Suppose we have a display with the sequence of $n$ zeros and ones on it. We are allowed to alter no more than $m\leq n$ of it. After that our friend comes to the display to get $m$ bits of messege. He knows $m$, but he doesn't know which bits we were allowed to change. Our friend and we can discuss beforehand our strategy. How should we act?
I can only solve it for $m=1$ (+ a trivial solution for $n=m$). By altering just one bit we can make the modulo-2 sum of all bits as we want, and thus transmit one bit of information.
By altering $m$ bits we can make the modulo-$(m+1)$ sum of all bits as we want, and thus transmit the number from $0$ to $m$, i.e. transmit $\log_2(m+1)$ bits of information. But that's good enough only for $m=1$...
This is possible for $m = n-1$ as well, but not otherwise. In order to be decodable, for each input message we must have a collection of $2^{n-m}$ output messages, at least one of which is attainable given any set of fixed bits. There are $2^{n-m}\cdot {{n} \choose {m}}$ such initial configurations of fixed bits, so each output message must correspond to a unique set of ${{n} \choose {m}}$ initial configurations.
Note that two output messages correspond to disjoint sets of initial configurations if and only if they have fewer than $n-m$ bits in common. To see this, note that two output messages can come from the same initial configuration if they agree on the fixed bits of that configuration. So if two output strings agree on $n-m$ bits, there is some initial configuration that allows both output strings. Alternately, if there is no set of $n-m$ bits on which they agree, then no initial configuration will allow constructing both.
It is not in general possible to produce $2^{n-m}$ $n$-bit strings such that every pair has at most $n-m-1$ bits in common.
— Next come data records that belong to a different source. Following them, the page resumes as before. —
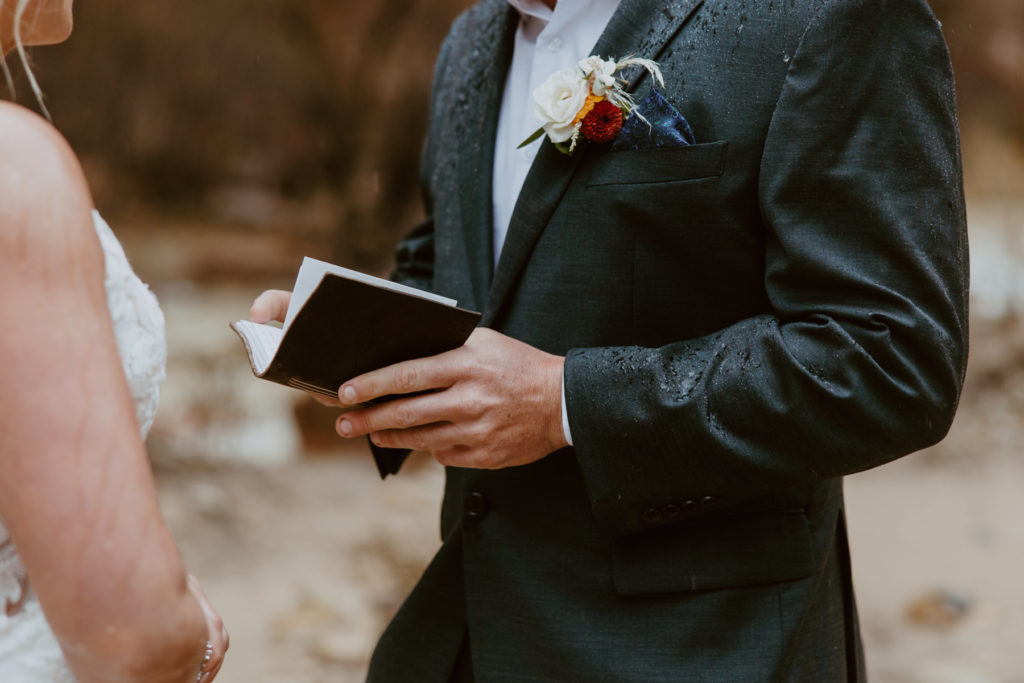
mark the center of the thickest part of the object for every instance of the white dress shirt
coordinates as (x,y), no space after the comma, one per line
(546,41)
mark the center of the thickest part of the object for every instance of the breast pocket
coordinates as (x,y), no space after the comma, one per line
(637,167)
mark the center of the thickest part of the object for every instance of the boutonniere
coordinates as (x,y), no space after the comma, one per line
(586,101)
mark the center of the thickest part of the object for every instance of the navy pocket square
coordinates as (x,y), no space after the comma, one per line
(658,125)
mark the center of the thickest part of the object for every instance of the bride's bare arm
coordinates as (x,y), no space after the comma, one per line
(76,491)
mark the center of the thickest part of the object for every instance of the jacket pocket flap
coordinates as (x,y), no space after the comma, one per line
(714,553)
(659,165)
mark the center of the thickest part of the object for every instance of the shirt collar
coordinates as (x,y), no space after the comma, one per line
(531,8)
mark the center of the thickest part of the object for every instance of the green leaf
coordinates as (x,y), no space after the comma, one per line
(537,134)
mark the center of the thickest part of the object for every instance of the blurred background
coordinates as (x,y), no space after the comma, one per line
(224,140)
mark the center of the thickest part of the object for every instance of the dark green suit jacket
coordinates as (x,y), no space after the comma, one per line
(745,321)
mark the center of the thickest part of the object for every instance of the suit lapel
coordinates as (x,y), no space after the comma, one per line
(639,28)
(478,104)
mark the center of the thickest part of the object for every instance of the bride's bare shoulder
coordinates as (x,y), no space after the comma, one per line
(42,187)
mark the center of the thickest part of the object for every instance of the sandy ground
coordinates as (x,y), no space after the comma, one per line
(307,553)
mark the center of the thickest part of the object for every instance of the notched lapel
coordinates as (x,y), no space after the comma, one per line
(478,102)
(639,28)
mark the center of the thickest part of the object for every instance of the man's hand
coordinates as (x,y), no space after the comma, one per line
(272,305)
(493,402)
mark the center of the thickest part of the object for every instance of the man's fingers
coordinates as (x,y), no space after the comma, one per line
(270,305)
(408,377)
(439,435)
(400,414)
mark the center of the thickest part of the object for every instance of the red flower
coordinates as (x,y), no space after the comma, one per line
(603,122)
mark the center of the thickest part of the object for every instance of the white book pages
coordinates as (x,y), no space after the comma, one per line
(262,342)
(312,271)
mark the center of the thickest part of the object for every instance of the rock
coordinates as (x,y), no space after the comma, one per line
(939,609)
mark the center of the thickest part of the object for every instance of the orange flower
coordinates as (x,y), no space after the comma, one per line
(592,99)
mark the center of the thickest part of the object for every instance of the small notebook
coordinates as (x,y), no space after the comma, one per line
(342,323)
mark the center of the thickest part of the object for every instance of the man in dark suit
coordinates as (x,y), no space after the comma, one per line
(731,327)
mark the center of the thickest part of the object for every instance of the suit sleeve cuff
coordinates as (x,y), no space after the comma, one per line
(565,415)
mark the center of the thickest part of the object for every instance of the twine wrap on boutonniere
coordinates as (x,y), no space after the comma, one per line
(587,101)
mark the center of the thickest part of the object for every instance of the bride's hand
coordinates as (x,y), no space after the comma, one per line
(272,305)
(217,639)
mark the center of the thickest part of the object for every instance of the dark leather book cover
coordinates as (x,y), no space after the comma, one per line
(347,328)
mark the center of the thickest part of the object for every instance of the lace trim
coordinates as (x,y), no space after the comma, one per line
(14,601)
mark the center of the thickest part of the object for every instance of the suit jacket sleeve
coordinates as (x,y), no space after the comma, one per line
(862,356)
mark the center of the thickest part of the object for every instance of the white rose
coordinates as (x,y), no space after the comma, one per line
(558,99)
(601,74)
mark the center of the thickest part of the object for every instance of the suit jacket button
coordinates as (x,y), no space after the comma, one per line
(475,505)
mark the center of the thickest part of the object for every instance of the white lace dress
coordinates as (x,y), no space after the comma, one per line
(29,652)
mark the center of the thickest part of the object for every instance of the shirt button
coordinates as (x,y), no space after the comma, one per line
(475,505)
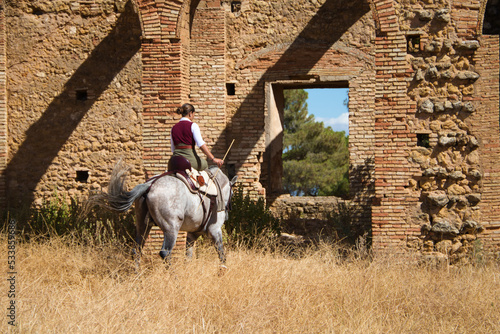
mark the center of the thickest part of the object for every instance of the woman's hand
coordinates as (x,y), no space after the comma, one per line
(219,162)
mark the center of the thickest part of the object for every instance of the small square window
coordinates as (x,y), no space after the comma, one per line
(82,95)
(413,43)
(231,89)
(82,176)
(423,140)
(235,6)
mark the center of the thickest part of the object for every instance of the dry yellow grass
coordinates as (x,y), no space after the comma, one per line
(76,289)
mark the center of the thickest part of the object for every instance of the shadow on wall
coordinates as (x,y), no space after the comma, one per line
(46,137)
(331,21)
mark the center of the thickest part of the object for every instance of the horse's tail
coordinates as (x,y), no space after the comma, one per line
(117,198)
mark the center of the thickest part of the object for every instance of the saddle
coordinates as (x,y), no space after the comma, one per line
(202,183)
(196,181)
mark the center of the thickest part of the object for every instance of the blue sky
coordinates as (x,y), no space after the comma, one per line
(327,106)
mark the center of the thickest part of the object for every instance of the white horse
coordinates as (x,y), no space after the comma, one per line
(169,203)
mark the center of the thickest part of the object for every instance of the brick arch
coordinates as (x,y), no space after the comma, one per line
(164,20)
(384,15)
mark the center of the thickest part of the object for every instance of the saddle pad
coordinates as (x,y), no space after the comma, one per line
(209,187)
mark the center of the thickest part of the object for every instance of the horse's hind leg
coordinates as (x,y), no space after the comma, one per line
(168,244)
(215,232)
(143,227)
(190,241)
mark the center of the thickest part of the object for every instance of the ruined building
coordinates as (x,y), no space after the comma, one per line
(84,82)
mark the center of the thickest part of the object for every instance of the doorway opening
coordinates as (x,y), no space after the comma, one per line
(307,136)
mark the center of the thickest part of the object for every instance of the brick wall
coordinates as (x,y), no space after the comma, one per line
(413,69)
(3,108)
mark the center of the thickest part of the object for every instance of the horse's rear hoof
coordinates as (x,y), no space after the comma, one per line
(222,270)
(163,254)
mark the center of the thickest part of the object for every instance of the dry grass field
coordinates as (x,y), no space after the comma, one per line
(62,287)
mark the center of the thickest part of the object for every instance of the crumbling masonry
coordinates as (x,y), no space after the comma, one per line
(84,82)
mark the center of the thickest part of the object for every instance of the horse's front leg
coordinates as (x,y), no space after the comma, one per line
(215,232)
(190,241)
(142,228)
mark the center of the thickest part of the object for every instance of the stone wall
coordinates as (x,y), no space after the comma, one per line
(74,96)
(90,81)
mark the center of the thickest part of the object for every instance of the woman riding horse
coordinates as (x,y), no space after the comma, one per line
(183,137)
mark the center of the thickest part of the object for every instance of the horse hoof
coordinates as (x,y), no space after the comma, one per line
(222,270)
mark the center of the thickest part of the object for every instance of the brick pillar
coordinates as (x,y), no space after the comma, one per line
(164,73)
(3,111)
(486,128)
(392,135)
(207,75)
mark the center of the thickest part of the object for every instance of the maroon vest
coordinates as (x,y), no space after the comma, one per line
(181,133)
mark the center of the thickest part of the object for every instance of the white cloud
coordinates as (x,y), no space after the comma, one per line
(340,123)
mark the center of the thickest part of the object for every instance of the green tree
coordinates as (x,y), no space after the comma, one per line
(315,158)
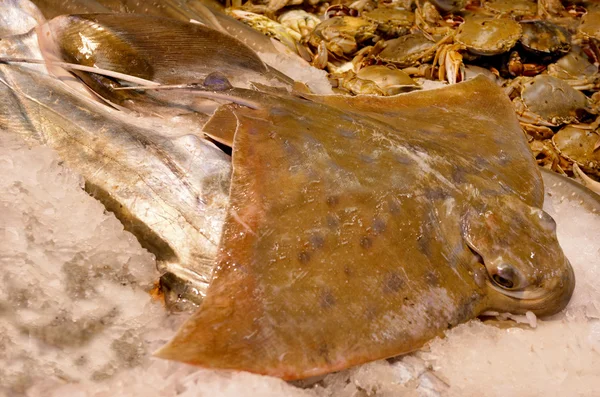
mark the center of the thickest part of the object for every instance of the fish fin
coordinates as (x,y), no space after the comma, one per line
(317,268)
(222,125)
(588,182)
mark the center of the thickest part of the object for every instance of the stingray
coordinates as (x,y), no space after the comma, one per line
(360,228)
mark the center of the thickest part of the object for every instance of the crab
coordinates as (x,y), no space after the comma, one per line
(488,36)
(268,27)
(391,22)
(581,146)
(300,22)
(576,70)
(376,80)
(271,7)
(513,8)
(547,101)
(342,35)
(429,20)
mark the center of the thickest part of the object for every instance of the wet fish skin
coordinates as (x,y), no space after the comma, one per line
(166,183)
(351,238)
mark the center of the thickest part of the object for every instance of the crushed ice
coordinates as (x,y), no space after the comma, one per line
(74,289)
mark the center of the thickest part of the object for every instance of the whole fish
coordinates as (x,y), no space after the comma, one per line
(165,182)
(360,231)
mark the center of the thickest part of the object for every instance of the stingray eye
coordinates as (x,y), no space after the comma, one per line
(546,221)
(505,277)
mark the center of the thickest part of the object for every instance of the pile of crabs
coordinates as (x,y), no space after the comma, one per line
(544,53)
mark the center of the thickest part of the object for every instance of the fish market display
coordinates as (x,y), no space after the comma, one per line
(341,229)
(511,42)
(163,180)
(354,236)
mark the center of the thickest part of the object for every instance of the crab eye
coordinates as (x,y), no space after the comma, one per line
(502,282)
(505,277)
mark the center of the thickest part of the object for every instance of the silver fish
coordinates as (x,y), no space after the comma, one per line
(167,184)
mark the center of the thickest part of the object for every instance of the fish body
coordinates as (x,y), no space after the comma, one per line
(353,236)
(167,184)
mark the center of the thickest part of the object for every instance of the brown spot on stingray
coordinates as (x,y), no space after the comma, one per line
(327,300)
(332,201)
(424,243)
(317,241)
(371,312)
(436,194)
(324,352)
(394,206)
(347,271)
(366,242)
(304,257)
(392,283)
(333,221)
(432,279)
(378,226)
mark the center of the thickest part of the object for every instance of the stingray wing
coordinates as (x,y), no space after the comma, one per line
(341,243)
(474,121)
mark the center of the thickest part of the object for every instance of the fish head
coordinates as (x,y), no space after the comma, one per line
(526,267)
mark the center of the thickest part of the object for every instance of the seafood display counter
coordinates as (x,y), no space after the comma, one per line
(191,207)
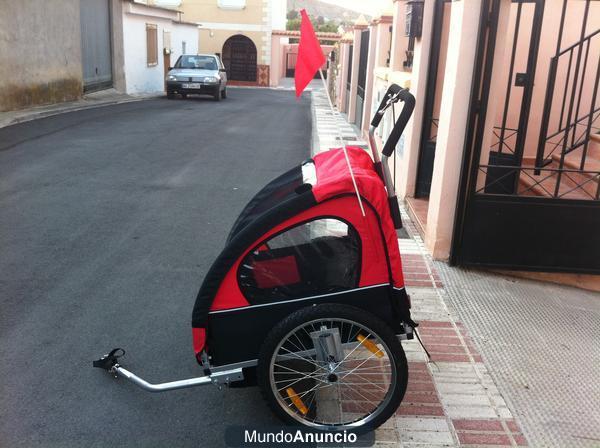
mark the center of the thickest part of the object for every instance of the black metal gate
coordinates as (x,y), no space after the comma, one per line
(290,64)
(349,77)
(528,195)
(437,57)
(239,58)
(362,77)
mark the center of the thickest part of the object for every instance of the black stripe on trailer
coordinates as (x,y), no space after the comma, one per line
(236,335)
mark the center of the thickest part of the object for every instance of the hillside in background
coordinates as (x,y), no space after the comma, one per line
(329,12)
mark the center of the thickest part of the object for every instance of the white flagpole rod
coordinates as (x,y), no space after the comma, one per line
(337,114)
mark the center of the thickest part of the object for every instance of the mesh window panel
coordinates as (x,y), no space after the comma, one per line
(316,257)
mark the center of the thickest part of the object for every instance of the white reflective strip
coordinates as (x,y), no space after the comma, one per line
(298,300)
(309,173)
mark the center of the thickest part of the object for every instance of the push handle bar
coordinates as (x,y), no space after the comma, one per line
(386,102)
(407,109)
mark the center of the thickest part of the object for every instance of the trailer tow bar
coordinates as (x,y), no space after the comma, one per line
(110,363)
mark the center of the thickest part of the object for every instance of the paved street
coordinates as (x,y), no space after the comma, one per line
(109,219)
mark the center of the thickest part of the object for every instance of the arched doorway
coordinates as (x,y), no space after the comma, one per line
(239,58)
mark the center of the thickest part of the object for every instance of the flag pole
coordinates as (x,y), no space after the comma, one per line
(337,114)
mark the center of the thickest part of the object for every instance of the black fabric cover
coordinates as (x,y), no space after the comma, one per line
(273,194)
(274,204)
(325,264)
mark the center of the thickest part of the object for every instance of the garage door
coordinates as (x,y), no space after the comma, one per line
(96,54)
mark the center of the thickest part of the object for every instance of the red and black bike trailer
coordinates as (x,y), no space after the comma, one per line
(307,298)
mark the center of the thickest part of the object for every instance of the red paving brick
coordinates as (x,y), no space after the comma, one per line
(469,438)
(478,425)
(420,411)
(520,440)
(512,426)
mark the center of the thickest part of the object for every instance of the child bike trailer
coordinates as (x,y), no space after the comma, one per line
(307,298)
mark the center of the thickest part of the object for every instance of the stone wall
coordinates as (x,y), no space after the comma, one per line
(40,53)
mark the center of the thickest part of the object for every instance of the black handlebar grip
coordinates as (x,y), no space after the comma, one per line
(409,105)
(392,90)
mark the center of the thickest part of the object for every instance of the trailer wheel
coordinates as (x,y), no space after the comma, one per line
(333,367)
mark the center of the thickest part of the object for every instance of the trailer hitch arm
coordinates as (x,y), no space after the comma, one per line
(109,362)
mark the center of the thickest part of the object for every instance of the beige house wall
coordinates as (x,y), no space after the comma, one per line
(217,24)
(211,41)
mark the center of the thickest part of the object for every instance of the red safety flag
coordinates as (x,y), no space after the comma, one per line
(310,55)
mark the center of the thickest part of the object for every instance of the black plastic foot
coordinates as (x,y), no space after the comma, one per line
(109,360)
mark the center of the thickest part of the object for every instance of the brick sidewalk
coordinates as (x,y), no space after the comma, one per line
(452,400)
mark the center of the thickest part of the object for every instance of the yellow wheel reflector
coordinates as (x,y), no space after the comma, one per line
(371,346)
(297,401)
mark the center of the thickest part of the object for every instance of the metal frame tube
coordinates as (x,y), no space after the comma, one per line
(224,377)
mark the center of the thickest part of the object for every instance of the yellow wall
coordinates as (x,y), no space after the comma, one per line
(209,11)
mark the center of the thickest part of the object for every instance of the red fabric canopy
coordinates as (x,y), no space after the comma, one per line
(333,178)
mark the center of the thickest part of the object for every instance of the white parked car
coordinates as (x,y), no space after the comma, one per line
(197,73)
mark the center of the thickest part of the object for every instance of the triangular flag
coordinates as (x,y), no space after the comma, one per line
(310,55)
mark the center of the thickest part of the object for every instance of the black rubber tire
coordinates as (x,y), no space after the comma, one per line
(324,311)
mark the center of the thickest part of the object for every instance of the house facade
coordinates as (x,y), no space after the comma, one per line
(240,32)
(500,163)
(153,39)
(89,45)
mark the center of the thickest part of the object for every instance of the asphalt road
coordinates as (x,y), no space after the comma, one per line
(109,219)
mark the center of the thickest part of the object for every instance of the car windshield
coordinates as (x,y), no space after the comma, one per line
(201,62)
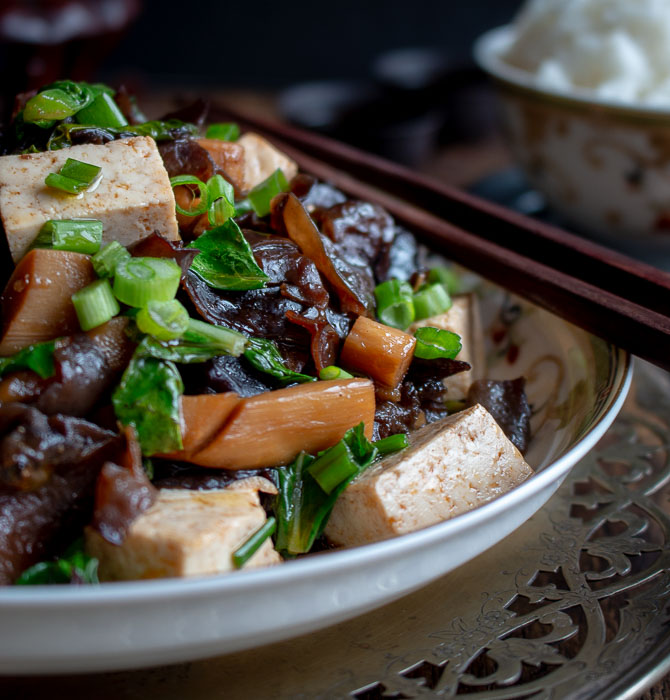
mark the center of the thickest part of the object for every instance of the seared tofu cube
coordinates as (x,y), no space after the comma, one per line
(133,199)
(450,467)
(464,320)
(261,159)
(185,533)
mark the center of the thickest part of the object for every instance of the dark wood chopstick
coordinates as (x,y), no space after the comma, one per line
(561,250)
(642,329)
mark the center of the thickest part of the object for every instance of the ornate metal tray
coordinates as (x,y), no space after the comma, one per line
(573,605)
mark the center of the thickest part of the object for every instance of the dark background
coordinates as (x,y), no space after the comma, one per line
(274,44)
(211,42)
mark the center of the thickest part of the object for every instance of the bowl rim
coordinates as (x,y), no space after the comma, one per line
(45,597)
(487,51)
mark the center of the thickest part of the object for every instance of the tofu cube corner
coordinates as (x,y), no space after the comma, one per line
(133,199)
(185,533)
(451,466)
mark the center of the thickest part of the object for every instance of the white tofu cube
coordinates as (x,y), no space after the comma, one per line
(463,319)
(261,159)
(450,467)
(133,199)
(185,533)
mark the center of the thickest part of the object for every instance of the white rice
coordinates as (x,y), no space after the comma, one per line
(618,49)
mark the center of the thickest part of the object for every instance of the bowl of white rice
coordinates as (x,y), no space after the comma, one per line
(585,97)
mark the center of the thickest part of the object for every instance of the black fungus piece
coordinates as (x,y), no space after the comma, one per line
(506,401)
(187,157)
(398,417)
(48,470)
(225,373)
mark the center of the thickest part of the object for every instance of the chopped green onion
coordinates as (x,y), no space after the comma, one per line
(447,277)
(228,341)
(247,550)
(106,260)
(394,303)
(436,343)
(75,176)
(76,235)
(392,443)
(432,300)
(95,304)
(333,466)
(203,205)
(333,372)
(103,111)
(261,195)
(225,131)
(138,281)
(164,320)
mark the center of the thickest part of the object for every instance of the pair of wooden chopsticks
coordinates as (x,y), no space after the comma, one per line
(609,294)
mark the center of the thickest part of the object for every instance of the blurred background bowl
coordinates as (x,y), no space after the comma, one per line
(604,167)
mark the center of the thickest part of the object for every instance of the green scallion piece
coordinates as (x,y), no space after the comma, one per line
(76,235)
(432,300)
(95,304)
(243,553)
(218,187)
(436,343)
(261,195)
(228,341)
(395,307)
(447,277)
(138,281)
(225,131)
(203,193)
(75,177)
(106,260)
(164,320)
(392,443)
(103,111)
(333,372)
(333,466)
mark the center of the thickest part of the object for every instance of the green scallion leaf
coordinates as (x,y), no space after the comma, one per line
(225,260)
(103,111)
(245,551)
(106,260)
(264,355)
(395,305)
(75,177)
(137,281)
(430,301)
(148,398)
(95,304)
(76,235)
(261,195)
(436,343)
(225,131)
(164,320)
(38,357)
(203,193)
(392,443)
(333,372)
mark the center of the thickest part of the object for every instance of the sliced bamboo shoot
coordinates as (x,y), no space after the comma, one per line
(272,428)
(378,351)
(37,301)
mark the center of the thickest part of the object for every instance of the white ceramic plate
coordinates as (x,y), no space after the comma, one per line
(576,384)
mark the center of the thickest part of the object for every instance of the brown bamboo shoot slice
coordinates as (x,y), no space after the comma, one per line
(378,351)
(273,428)
(37,301)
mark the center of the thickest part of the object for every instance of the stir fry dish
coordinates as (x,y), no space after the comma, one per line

For instance, take $m=2$ and $n=4$. Then without loss of generality say the first string is $0000$. Taking the second string as one with at least three $1$s, any third string has either two ones or two zeros. In general, it seems that if $n > m+1$ such a subdivision is not possible. (This seems to have something to do with the fact that the Hamming distance is a metric, and the diameter of the space of $n$-bit strings is $n$.)
However, to go back to the case $m=n-1$, we can do this because we only need to have $2$ output messages for each input, which we can do by picking a complementary pair of outputs for each input.